There he began to brew coffee, black and deep like the tallest tree in the forest. He liked to think about, and decide upon, the direction in which the coffee was moving as it made itself from the automatic ingredients of freeze-dried instant coffee and boiled-up water, and a smile played around his lips as he lost himself in the act. The coffee moved forward in time five minutes and Mungle separated out these five minutes like days of the week. It started off on Monday and by Friday the week in miniature was over and the coffee was ready. He let his nose enjoy it, then his mouth and then his stomach. By the time he returned to the living room the old man was almost entirely free of bourbon biscuits.
“The nurse won’t be happy if she finds you like that,” Chariot was saying. “You could be dead.” The old man scowled at his daughter, picked up a burial bourbon and ate it. “I was young once and knew everything there was to know,” he told her. He had just woken from the dreams he ran under his rubble of bourbon biscuits and his brain was full and shaped by their drones.
“Come on, we’re taking you out.”
–
Mungle drove the car, his fuzzy hands wrapped around the steering wheel, with Chariot in the passenger seat and the old man in the back. They listened to the news on the radio, spelling itself out like the trouble it was. The format of the news was: “here is the problems we are facing today and here are some possible solutions…” Something in the news reader’s voice suggested that even if these problems were solved there would be a whole new set of problems tomorrow which required solving. And so on.
Soon the old man cut across the sound of the news with a monologue of his own, an insistent thing building and falling and building and falling again and again until Mungle and Chariot had no choice but to take note.

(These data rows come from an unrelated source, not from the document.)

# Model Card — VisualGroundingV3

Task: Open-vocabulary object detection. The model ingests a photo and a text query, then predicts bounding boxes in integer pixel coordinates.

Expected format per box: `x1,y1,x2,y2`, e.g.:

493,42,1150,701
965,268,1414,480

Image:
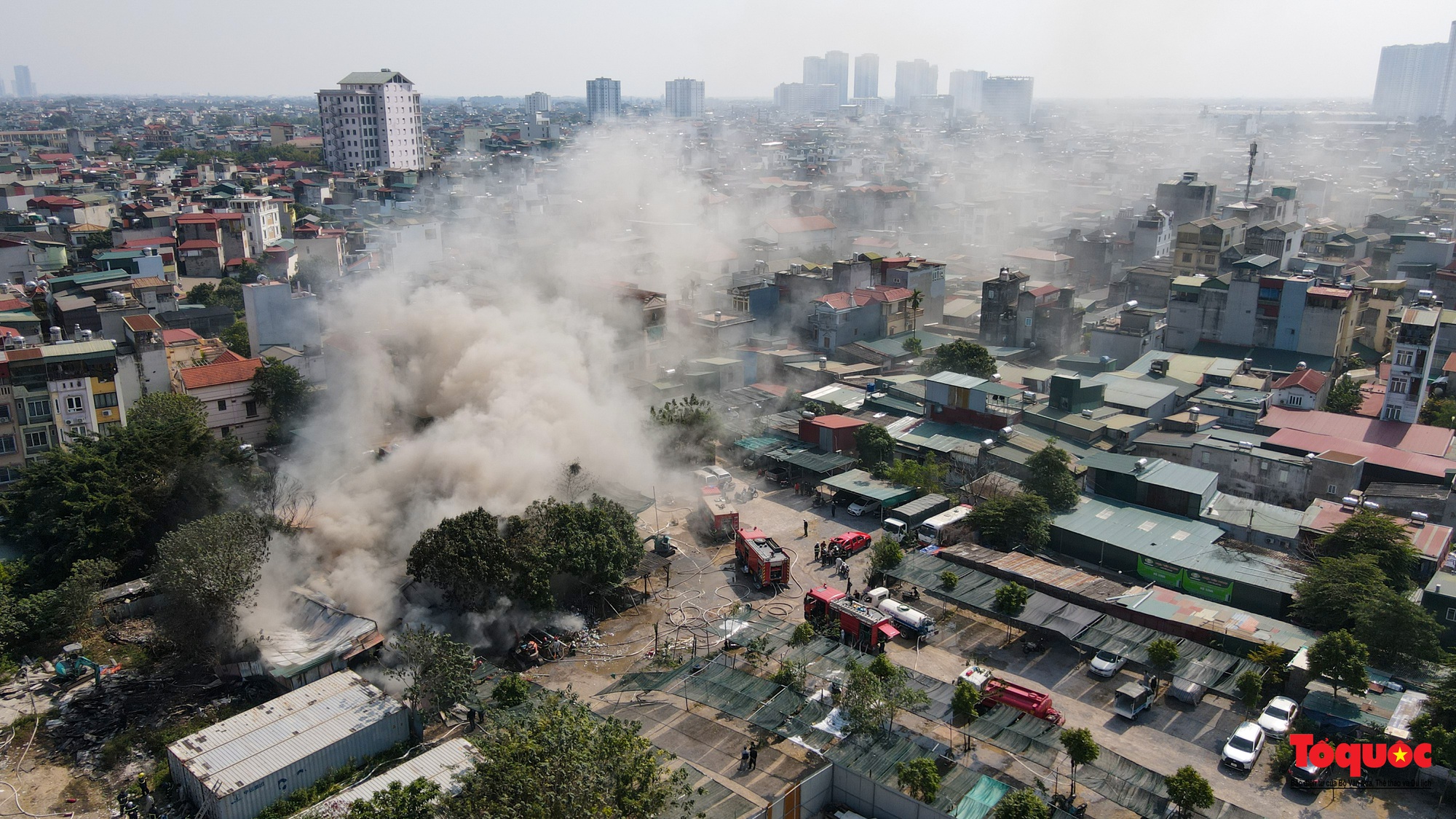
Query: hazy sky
11,0,1456,98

“We should stop off at Zynbrynth’s whilst we’re going past…” it began, and then, “… it’s been there a long time and every week I buy my bourbons there, you young people probably don’t realise but it is a very important place… it’s good to support the old shops, less and less people bother but old Zynbrynth keeps on going… he stocks the new biscuits as well but I prefer the old ones, I think that Zynbrynth probably understands them better than any other shopkeeper nowadays… you know, he even stayed open during the ban, hid his biscuits under the counter, kept us all going…” On and on and on until they reached Zynbrynths and Mungle pulled up outside and did not say a word.
The old man slowly opened the car door and got out like a glacier and made his way across the pavement towards the shop. He seemed to build his life in such ways – biscuit glaciers, biscuit mountains and earthquakes – a whole biscuit geography carefully evolved over his many years.

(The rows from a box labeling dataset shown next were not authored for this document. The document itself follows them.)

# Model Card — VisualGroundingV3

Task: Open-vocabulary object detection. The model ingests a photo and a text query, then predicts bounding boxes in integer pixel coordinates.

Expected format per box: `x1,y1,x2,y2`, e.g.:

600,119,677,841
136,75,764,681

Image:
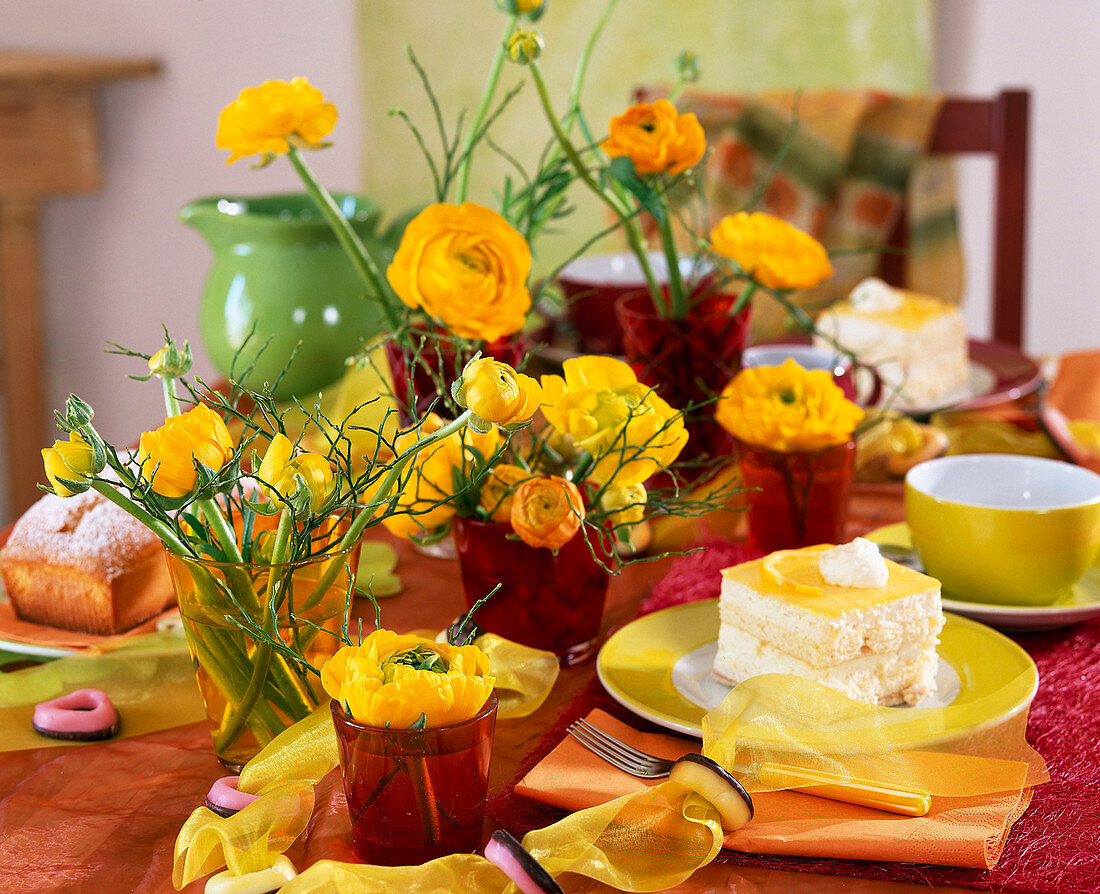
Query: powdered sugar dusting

A bell rang as he opened the door to Zynbrynths.
In the passenger seat Chariot opened her biography of Roy Orbison.
–
Soon Chariot was well away, reading deeply, breathing deeply in the life and times of Roy Orbison. Her eyes sought the gap between the lines on the page and she found herself travelling off to another black car in which she sat next to Roy Orbison. She touched Roy’s thigh. “Well, if we’re going to get on, we’d better get on with it,” she said again, this time to Roy Orbison. The car they were in was baritone black. “Anything you want,” was the reply from Roy Orbison, “you got it, baaaaaaabbbbbyyyyy”

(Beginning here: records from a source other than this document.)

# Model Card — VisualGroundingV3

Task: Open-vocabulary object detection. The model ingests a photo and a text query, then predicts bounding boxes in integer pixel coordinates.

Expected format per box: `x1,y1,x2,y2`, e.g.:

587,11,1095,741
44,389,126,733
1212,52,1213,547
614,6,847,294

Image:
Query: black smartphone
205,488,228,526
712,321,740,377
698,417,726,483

Mungle knew that he should be worried about his wife’s fascination and infatuation with dead pop stars but it was too much trouble to deal with before he could have some coffee.
Leaving Chariot to Roy Orbison and the old man to Zynbrynth’s, Mungle set off down the high street in search of coffee. A whole heap of modern distractions, none of which were immediately coffee, filled his senses and he decided to keep trudging on until he could right this wrong.
Coffee, he thought. Our savage little utopias and our bop pity. Coffee, he thought.